Believe it or not, I was inspired to make this lovely, luscious lemon curd because of a song. A little jingle I wrote, actually, while skiing a couple weekends ago. You see, I got a ukulele for Christmas, and she’s (her name is Lele) the BEST THING EVER! I cannot stop strumming and this campfire-y song came to me that I call Lemon Curd (The Pie Song). It’s not quite an ode to pie, but of course it has food references 😉 After singing about lemon curd I got a huge craving for some, so I made a batch!
This curd is different from most recipes in that it’s very lightly sweetened. In fact, I checked our well-worn Better Homes & Gardens Cookbook and their lemon curd recipe has one cup of sugar! The beauty of lemon is in its sweet-tartness, so I decided to preserve that by using 1/4 cup of local honey and some coconut milk to make it taste lovely without being sickly sweet. This recipe is also dairy-free and Paleo-friendly!

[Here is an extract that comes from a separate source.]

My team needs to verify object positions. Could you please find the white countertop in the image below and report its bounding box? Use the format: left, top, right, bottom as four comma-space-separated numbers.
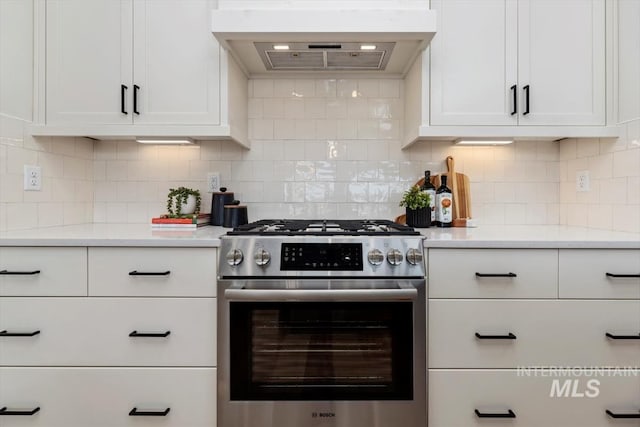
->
0, 224, 638, 249
420, 225, 640, 249
0, 223, 227, 247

Enjoy this Coconut-Lemon Curd with gingerbread cake, as a filling for lemon squares, or drizzled over fresh berries. Stay tuned for a delicious all-natural lemony energy bite recipe coming up using this too!
Here’s a little behind-the-scenes snapshot of the photo shoot! Clarabelle was very interested. 🙂
- 1/2 cup freshly squeezed lemon juice
- Zest of one lemon
- 1/2 cup full-fat coconut milk
- 1/4 cup local, unpasteurized honey
- 6 pasture-raised egg yolks
- 2 tbsp coconut oil
- Pinch sea salt
- Heat lemon juice and zest, coconut milk, honey, and salt in a saucepan over low heat.
- Whisk in beaten egg yolks slowly and consistently.
- Turn up heat and whisk mixture constantly until it thickens. Don't let it boil!
- Remove from heat and whisk in coconut oil.
- Let cool and refrigerate in a covered glass mason jar.